Ne pas utiliser ce dispositif pour des utilisations autres que celles stipulées ici.
Ne pas utiliser si l'emballage est ouvert ou endommagé à la livraison. Examiner
visuellement chaque dispositif en veillant particulièrement à l'absence de plicatures, de
courbures et de ruptures. Ne pas utiliser en cas d'anomalie susceptible d'empêcher le
bon fonctionnement du dispositif. Avertir Cook pour obtenir une autorisation de retour.
Conserver ce dispositif dans un lieu sec, à l'abri de températures extrêmes.
L'utilisation de ce dispositif est réservée aux professionnels de santé ayant la formation
requise.
Pour les endoprothèses Sof-Flex® de 10 Fr, lubrifier le cathéter guide avec un lubrifiant
hydrosoluble.
Conserver la gaine de positionnement pour l'utiliser lors de l'introduction des rabats de
l'endoprothèse dans le canal opérateur.
CONTRE-INDICATIONS
Les contre-indications propres à une CPRE et aux procédures associées à la mise en place
d'une endoprothèse.
Impossibilité de faire passer le guide ou l'endoprothèse par la zone obstruée.
COMPLICATIONS POSSIBLES
Parmi les complications possibles associées à une CPRE, on citera : pancréatite,
cholangite, aspiration, perforation, hémorragie, infection, sepsis, réaction allergique au
produit de contraste ou à un médicament, hypotension, dépression ou arrêt respiratoire,
arythmie ou arrêt cardiaque.
Parmi les complications possibles associées à la mise en place d'une endoprothèse
biliaire, on citera : traumatisme de la voie biliaire ou du duodénum, obstruction du canal
pancréatique, migration de l'endoprothèse.
MISES EN GARDE
Consulter l'étiquette de l'emballage pour connaître le diamètre de canal minimum
nécessaire pour ce dispositif.
Cette endoprothèse doit être mise en place sous contrôle radioscopique.
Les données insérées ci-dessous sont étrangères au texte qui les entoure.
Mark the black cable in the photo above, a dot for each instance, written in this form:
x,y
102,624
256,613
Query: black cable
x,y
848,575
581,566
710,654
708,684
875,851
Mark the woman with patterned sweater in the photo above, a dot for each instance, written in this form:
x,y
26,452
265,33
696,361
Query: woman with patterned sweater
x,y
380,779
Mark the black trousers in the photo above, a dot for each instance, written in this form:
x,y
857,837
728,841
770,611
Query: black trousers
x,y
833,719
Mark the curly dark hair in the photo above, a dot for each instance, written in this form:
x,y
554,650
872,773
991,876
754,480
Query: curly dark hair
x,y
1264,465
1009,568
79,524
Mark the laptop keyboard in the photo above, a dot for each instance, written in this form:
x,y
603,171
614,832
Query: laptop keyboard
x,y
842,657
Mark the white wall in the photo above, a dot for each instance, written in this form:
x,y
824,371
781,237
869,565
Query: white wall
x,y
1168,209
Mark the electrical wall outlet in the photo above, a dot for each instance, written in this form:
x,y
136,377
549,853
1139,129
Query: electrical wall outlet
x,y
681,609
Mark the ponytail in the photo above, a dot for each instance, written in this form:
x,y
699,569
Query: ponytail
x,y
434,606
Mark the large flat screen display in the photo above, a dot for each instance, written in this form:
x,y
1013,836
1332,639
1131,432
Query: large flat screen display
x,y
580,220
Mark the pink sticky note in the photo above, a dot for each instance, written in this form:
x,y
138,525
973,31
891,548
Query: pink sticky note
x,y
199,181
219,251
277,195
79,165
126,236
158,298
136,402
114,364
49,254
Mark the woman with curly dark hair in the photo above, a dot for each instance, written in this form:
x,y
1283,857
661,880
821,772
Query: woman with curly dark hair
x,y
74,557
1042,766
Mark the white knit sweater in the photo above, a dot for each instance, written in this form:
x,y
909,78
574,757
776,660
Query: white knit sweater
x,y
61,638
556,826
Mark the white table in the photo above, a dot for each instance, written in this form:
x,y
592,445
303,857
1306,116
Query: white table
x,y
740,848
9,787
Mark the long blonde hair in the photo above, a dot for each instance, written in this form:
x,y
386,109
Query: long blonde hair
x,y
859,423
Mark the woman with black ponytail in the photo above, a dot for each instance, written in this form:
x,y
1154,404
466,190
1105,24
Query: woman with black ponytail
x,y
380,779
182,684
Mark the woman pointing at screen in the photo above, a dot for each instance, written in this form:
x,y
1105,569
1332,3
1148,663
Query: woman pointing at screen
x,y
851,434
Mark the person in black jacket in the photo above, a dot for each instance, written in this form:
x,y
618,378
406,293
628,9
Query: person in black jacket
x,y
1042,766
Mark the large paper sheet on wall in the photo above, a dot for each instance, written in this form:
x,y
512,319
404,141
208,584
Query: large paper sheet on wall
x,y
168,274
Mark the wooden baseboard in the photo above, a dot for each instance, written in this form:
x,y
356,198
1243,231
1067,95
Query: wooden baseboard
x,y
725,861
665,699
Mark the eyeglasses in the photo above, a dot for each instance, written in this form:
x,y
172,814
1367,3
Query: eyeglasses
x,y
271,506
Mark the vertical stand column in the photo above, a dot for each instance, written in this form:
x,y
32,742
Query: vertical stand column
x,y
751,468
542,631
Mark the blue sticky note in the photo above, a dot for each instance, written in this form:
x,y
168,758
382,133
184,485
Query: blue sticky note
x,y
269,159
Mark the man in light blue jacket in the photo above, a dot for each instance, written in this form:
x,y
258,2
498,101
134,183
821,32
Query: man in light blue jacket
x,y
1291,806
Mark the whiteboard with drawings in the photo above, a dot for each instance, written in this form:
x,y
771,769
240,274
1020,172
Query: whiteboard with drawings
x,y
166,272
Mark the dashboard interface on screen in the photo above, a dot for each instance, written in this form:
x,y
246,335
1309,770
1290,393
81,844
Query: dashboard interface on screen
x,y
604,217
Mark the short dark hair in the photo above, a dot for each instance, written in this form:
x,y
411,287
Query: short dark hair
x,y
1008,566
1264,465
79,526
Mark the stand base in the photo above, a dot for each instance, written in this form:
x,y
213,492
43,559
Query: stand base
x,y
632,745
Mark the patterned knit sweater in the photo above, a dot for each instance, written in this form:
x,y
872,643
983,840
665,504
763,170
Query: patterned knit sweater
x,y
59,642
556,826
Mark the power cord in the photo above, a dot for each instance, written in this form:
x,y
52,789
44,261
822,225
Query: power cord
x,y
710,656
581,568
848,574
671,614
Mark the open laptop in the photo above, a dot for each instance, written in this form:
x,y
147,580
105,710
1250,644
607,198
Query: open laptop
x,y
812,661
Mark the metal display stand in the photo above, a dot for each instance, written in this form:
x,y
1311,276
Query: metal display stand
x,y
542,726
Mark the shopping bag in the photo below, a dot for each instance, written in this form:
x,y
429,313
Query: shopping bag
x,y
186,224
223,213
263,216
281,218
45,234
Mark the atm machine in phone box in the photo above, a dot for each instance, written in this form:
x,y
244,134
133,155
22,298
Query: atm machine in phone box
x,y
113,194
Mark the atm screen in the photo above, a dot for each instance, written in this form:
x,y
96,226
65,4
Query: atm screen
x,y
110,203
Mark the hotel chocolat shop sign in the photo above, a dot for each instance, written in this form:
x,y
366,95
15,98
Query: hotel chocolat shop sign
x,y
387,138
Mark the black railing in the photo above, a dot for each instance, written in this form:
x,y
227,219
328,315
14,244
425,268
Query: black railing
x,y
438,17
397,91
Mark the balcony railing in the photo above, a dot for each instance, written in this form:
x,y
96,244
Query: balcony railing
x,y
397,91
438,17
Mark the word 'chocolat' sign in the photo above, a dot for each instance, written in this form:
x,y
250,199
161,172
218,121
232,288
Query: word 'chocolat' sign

La gaine de positionnement n'est pas conçue pour être utilisée dans le canal opérateur
de l'endoscope.
L'extrémité à embout conique de l'endoprothèse et l'orifice latéral doivent être
positionnés dans le canal cholédoque tandis que l'autre extrémité reste dans le
duodénum.
Ce dispositif ne doit pas être laissé à demeure pendant plus de trois mois ou selon la
prescription du médecin. Il est recommandé de procéder à des évaluations périodiques.
Choisir le système d'introduction de l'endoprothèse Cook de diamètre approprié (Fr).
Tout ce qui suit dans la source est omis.